Information about applying for the competition can be found online at http://www.dmlcompetition.net. The website includes details about timeline, application requirements, project descriptions from the first two Digital Media and Learning Competitions, and opportunities for asking questions, following blogs and news feeds, and learning more about the competition.
“Learning labs promote learning together with others, by interactively doing, trying, sometimes failing. They help us to reimagine and expand our understanding of learning across all domains of knowledge,” said Cathy N. Davidson, Duke University Professor Davidson, along with David Theo Goldberg, Director of the University of California Humanities Research Institute, are co-founders of HASTAC and manage the competition as a team.
“We’re thrilled by the opportunity to participate and support the Game Changers competition. If you provide creative people with the right tools, great technology, and a collaborative environment, amazing things can happen,” said Jack Tretton, president and CEO of Sony Computer Entertainment America. “We’re extremely excited to have LittleBigPlanet™ and PS3 serve as the vehicle for this national challenge and we greatly look forward to all the new innovations that will come out of this as a result.”

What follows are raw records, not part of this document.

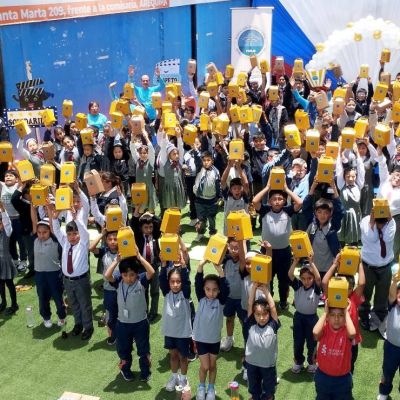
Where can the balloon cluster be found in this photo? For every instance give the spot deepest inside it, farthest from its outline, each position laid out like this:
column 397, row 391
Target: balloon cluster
column 369, row 27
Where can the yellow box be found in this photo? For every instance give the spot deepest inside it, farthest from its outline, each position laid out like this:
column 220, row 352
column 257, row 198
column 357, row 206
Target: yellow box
column 300, row 244
column 126, row 242
column 22, row 128
column 302, row 119
column 47, row 174
column 139, row 193
column 236, row 149
column 216, row 249
column 229, row 71
column 257, row 112
column 326, row 169
column 64, row 198
column 264, row 66
column 233, row 89
column 273, row 93
column 312, row 140
column 261, row 269
column 361, row 127
column 245, row 115
column 380, row 92
column 114, row 218
column 381, row 208
column 87, row 136
column 169, row 247
column 385, row 55
column 81, row 121
column 123, row 106
column 204, row 122
column 332, row 149
column 292, row 136
column 25, row 170
column 382, row 134
column 348, row 137
column 6, row 152
column 169, row 120
column 364, row 71
column 204, row 98
column 278, row 178
column 156, row 100
column 67, row 109
column 48, row 117
column 171, row 221
column 242, row 79
column 68, row 172
column 39, row 195
column 212, row 89
column 189, row 134
column 349, row 260
column 338, row 291
column 238, row 225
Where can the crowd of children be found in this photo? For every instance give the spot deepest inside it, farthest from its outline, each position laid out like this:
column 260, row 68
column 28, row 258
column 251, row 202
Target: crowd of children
column 177, row 167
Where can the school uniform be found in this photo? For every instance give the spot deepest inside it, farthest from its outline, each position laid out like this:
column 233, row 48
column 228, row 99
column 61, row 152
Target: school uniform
column 305, row 317
column 261, row 354
column 209, row 317
column 76, row 276
column 133, row 324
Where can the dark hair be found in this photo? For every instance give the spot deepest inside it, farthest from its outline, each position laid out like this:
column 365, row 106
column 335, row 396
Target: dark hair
column 129, row 264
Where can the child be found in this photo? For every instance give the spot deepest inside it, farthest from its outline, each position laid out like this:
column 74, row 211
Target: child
column 276, row 229
column 75, row 267
column 356, row 298
column 7, row 267
column 48, row 276
column 108, row 254
column 334, row 332
column 132, row 317
column 262, row 344
column 234, row 266
column 207, row 191
column 391, row 348
column 212, row 292
column 176, row 322
column 307, row 291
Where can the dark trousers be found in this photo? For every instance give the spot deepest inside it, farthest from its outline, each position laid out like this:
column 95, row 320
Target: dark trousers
column 378, row 279
column 49, row 286
column 261, row 381
column 302, row 333
column 110, row 303
column 15, row 237
column 391, row 363
column 332, row 387
column 139, row 332
column 281, row 259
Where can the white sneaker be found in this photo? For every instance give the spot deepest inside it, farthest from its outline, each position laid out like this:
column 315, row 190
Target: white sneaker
column 296, row 369
column 226, row 343
column 172, row 382
column 47, row 323
column 201, row 393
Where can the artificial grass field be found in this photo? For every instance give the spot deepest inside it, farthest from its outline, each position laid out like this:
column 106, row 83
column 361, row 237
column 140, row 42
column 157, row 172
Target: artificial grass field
column 38, row 364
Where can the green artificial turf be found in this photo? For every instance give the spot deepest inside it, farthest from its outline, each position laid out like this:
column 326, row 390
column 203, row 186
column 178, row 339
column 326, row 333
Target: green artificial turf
column 38, row 364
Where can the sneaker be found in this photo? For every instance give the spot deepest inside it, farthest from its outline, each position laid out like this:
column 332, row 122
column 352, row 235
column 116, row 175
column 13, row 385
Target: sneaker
column 296, row 369
column 226, row 343
column 172, row 382
column 201, row 393
column 47, row 323
column 312, row 368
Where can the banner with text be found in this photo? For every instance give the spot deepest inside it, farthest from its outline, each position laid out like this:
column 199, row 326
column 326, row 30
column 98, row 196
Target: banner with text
column 251, row 35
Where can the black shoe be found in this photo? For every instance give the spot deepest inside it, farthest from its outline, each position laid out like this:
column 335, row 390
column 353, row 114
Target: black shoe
column 87, row 334
column 77, row 330
column 11, row 310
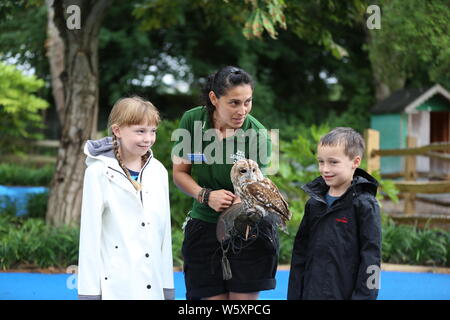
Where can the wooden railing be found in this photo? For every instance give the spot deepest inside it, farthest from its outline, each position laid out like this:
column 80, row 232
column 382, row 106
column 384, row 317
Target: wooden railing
column 409, row 186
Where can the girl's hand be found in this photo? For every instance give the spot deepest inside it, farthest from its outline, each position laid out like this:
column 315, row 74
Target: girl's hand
column 220, row 200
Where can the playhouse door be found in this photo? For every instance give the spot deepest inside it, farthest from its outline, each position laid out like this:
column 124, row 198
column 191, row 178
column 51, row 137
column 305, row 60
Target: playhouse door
column 439, row 132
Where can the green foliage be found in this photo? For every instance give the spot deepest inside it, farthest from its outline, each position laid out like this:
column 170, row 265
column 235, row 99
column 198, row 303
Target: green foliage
column 31, row 242
column 19, row 107
column 409, row 245
column 413, row 41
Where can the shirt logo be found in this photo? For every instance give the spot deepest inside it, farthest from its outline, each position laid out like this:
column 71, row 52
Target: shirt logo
column 239, row 155
column 196, row 157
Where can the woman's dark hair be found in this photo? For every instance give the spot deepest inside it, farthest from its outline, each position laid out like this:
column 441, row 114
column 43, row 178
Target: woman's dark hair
column 219, row 82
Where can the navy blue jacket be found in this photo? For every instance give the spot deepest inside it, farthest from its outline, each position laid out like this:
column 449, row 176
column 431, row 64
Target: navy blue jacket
column 337, row 250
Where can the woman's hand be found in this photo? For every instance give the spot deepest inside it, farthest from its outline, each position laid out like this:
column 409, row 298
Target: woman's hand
column 220, row 200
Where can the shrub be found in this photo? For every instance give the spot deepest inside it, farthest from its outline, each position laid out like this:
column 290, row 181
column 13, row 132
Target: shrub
column 22, row 175
column 31, row 242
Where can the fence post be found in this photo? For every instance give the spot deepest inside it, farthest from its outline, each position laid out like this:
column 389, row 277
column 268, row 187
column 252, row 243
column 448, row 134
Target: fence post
column 410, row 175
column 372, row 141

“Video games from the Spore™ franchise innately embody the themes of learning, exploration and creation of scientific and educational curriculum,” said Lucy Bradshaw, Vice President and General Manager of Maxis. “Thousands of Spore players have already re-created stunning gameplay around real science such as protein synthesis and dinosaurs using the Adventure Creator Tool within Spore™ Galactic Adventures. We look forward to offering this Adventure Tool in the Game Changer competition to provide an entirely new group of young minds with a new way to embrace science and education, but through a familiar avenue like video games.”
The 2010 Competition winners will join an existing community of 36 awardees from 2007 and 2008, including a video blogging project for young women in Mumbai, India; a cutting-edge mobile phone application that lets children conduct digital wildlife spotting and share that information with friends; a project that leverages low-cost laptops to help indigenous children in Chiapas, Mexico learn by producing and sharing their own media creations; and an online platform for 200 classrooms around the world that allows young people to monitor, analyze, and share information about the declining global fish population.
The Digital Media and Learning Competition is funded by a grant from the MacArthur Foundation to the University of California Humanities Research Institute and Duke University and is administered by the Humanities, Arts, Science and Technology Advanced Collaboratory (HASTAC), a virtual network of learning institutions. The competition is part of MacArthur’s digital media and learning initiative, which is designed to help determine how digital technologies are changing the way young people learn, play, socialize, and participate in civic life. Answers are critical to education and other social institutions that must meet the needs of this and future generations.